The trial showed that paracetamol 3 g/day may cause similar levels of blood loss as ibuprofen 1,200 mg/day, and that the combination of the two appears to be additive, or even synergistic, in terms of the number of patients with a decrease in hemoglobin greater than 2 mg/dL.
“These results need to be confirmed, along with their clinical relevance and identification of the site of gastrointestinal bleeding,” wrote the researchers, led by the Arthritis UK Pain Center at Nottingham (England) City Hospital. “If confirmed, this observation should lead to the reconsideration of current recommendations for oral analgesic use in osteoarthritis, and in chronic pain in general.”
Over a period of 13 weeks, followed 892 adults with chronic knee pain who were randomized to one of four treatment regimens, each taken three times a day: ibuprofen (400 mg), paracetamol (1 ,000 mg), one fixed-dose combination tablet (ibuprofen 200 mg/ paracetamol 500 mg), or two fixed-dose combination tablets (ibuprofen 400 mg/ paracetamol 1,000 mg).
The primary short-term efficacy end point was the difference at 10 days between groups in the WOMAC (Western Ontario McMaster Universities) osteoarthritis index pain subscale, which was normalized to a 0- to 100-mm scale.

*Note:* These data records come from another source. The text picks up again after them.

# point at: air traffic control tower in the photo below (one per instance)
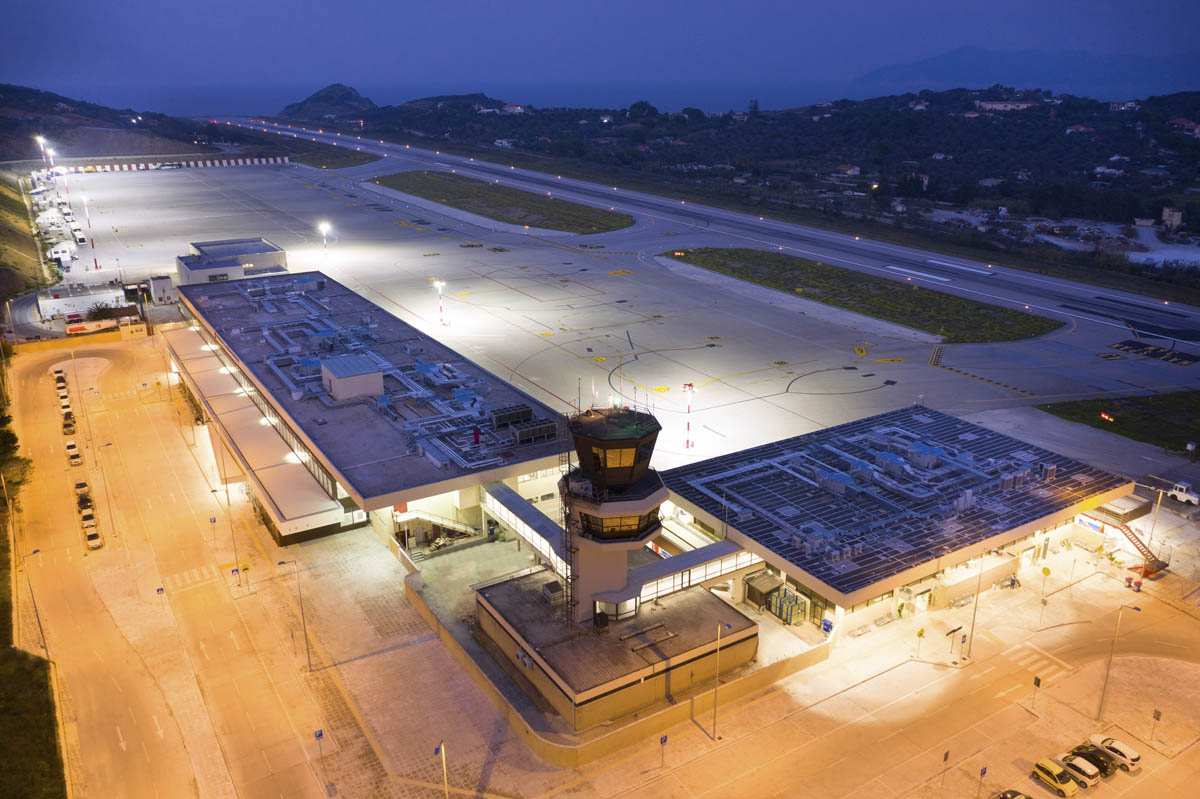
(611, 506)
(604, 625)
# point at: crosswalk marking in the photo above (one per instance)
(191, 577)
(1038, 661)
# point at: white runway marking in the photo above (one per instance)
(925, 275)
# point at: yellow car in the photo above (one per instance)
(1055, 778)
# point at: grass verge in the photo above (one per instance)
(505, 204)
(18, 247)
(1167, 420)
(958, 319)
(29, 748)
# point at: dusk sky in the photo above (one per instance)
(117, 49)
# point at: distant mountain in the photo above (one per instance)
(333, 101)
(1104, 77)
(75, 127)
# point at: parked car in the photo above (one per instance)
(1125, 755)
(1054, 776)
(1097, 757)
(1080, 769)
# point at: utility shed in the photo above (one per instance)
(347, 377)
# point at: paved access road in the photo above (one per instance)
(166, 695)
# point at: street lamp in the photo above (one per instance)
(304, 623)
(442, 311)
(34, 599)
(689, 389)
(717, 674)
(1111, 649)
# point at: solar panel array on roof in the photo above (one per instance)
(861, 502)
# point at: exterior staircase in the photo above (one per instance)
(1151, 563)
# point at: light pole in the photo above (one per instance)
(442, 310)
(34, 599)
(304, 623)
(717, 674)
(975, 612)
(1113, 647)
(233, 536)
(689, 389)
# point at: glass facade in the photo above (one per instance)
(619, 527)
(285, 431)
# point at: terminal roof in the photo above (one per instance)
(858, 503)
(438, 421)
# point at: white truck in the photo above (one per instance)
(63, 251)
(1185, 493)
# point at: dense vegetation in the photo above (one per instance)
(505, 204)
(958, 319)
(1167, 420)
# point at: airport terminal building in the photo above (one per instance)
(637, 587)
(337, 414)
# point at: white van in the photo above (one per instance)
(64, 250)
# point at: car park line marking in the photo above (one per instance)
(1057, 660)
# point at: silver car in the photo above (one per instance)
(1125, 755)
(1080, 770)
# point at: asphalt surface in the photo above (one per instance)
(948, 274)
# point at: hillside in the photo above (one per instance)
(1049, 155)
(82, 128)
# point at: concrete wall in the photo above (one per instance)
(571, 752)
(624, 701)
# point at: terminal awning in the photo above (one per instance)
(289, 492)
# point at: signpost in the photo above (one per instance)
(1045, 572)
(445, 780)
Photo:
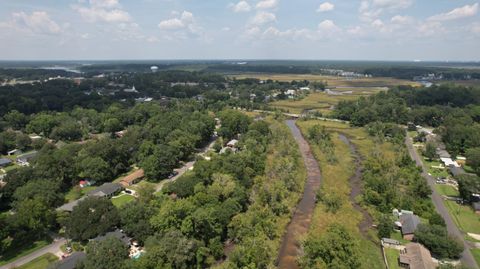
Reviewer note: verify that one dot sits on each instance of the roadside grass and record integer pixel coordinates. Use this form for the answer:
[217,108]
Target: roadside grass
[336,182]
[331,80]
[41,262]
[17,252]
[392,257]
[476,254]
[122,200]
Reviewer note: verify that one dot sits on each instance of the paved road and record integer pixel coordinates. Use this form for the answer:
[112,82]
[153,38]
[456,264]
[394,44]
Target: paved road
[52,248]
[467,258]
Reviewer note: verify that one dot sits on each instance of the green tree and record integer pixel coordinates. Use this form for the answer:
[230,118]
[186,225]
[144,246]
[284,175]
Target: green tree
[473,159]
[90,218]
[106,254]
[468,185]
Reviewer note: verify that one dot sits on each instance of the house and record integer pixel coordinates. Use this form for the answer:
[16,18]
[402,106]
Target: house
[25,159]
[71,262]
[456,171]
[416,256]
[388,242]
[408,224]
[5,162]
[106,190]
[132,178]
[232,143]
[119,234]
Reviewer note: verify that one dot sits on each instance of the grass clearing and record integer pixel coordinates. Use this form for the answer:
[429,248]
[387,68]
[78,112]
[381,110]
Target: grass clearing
[336,181]
[392,257]
[41,262]
[122,200]
[16,252]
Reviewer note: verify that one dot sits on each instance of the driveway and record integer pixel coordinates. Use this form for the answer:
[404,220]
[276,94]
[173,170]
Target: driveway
[52,248]
[467,257]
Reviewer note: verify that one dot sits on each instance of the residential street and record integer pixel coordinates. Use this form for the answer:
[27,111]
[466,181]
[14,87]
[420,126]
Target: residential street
[55,246]
[467,257]
[52,248]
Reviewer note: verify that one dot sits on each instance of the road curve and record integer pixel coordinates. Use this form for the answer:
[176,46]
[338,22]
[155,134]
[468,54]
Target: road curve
[467,257]
[290,247]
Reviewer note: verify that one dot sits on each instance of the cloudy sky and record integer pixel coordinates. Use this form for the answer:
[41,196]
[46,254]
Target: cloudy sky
[240,29]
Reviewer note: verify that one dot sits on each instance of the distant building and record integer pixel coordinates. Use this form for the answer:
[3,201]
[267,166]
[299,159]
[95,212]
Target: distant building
[416,256]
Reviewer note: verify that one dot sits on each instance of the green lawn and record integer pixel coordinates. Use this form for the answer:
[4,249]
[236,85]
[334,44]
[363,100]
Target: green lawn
[476,254]
[392,258]
[74,195]
[121,200]
[16,252]
[41,262]
[447,190]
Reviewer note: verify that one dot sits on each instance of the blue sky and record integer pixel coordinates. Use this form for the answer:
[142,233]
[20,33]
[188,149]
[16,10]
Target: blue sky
[240,29]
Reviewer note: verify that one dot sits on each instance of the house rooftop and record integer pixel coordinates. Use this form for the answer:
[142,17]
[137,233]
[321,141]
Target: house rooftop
[71,261]
[409,223]
[416,256]
[119,234]
[105,190]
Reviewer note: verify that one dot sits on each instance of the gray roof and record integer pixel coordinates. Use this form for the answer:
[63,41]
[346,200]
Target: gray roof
[456,171]
[409,223]
[4,161]
[71,261]
[27,156]
[69,206]
[105,190]
[117,234]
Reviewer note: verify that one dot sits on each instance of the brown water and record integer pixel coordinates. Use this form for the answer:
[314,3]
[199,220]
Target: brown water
[298,226]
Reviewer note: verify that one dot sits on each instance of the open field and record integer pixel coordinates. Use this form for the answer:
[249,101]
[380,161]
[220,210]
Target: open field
[321,101]
[463,215]
[335,178]
[14,254]
[41,262]
[331,80]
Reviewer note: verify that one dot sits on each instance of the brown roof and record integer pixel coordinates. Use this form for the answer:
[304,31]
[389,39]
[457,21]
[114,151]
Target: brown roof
[133,176]
[417,257]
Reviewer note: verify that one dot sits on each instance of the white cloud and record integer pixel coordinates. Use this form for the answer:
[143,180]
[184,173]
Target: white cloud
[457,13]
[372,9]
[267,4]
[38,22]
[263,18]
[398,19]
[327,26]
[324,7]
[171,24]
[103,10]
[241,6]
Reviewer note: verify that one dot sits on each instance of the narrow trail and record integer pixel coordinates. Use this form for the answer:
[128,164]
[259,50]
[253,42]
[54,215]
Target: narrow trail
[356,189]
[302,218]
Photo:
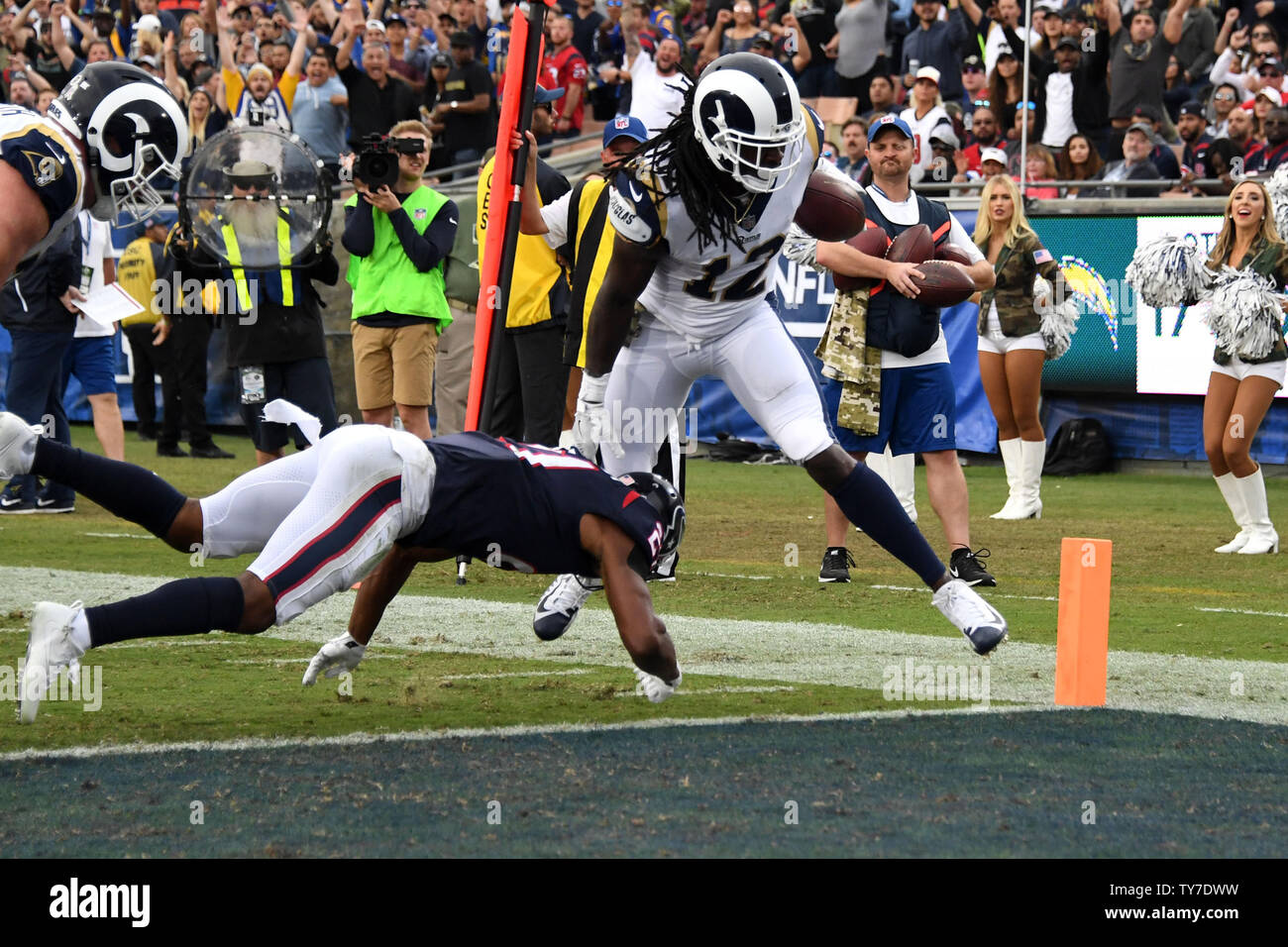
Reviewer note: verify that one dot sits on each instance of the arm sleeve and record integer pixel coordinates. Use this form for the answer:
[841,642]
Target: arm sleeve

The primary long-term efficacy endpoint was the patient global assessment of study medication after 13 weeks. This was determined by asking patients, “Taking into account both how your medicine worked for you and any side effects you think it caused you, how would you rate your medications a treatment for your painful knee?” Respondents used a five-point scale for replies (1, excellent; 2, good; 3, fair; 4, poor; 5, unacceptable).
The primary safety endpoint was the incidence of moderate and severe adverse events reported during the study period.
Inclusion criteria were age of at least 40 years; knee pain for most of the past 3 months and on 4 of 7 preceding days; discontinuation of current analgesics; Steinbrocker functional capacity class I-III; and pain affecting the index knee (after a washout period if currently taking analgesics) of 30 mm or greater and 80 mm or less on a 100-mm visual analog scale over the previous 48 hours.
The mean age of patients was 61 years, and 51% were men. More than half of participants (63%) had radiographic osteoarthritis, and 85% fulfilled American College of Rheumatology criteria for the condition.
After measuring the mean change in WOMAC pain scores from baseline, the researchers found that at day 10, two combination tablets provided significantly more pain relief than paracetamol alone (P less than .01). At 13 weeks, a greater proportion of participants taking one or two combination tablets rated their treatment as excellent/good, compared with paracetamol alone (P=.015 and .0002, respectively).
The incidence of adverse events was comparable among groups and consisted mainly of dyspepsia, diarrhea, and nausea. However, at 13 weeks a decrease in hemoglobin level by at least 1 g/dL was seen in 38% of patients taking two combination tablets, 24% of patients taking one combination tablet, 20% of those taking paracetamol monotherapy, and 20% of those on ibuprofen monotherapy.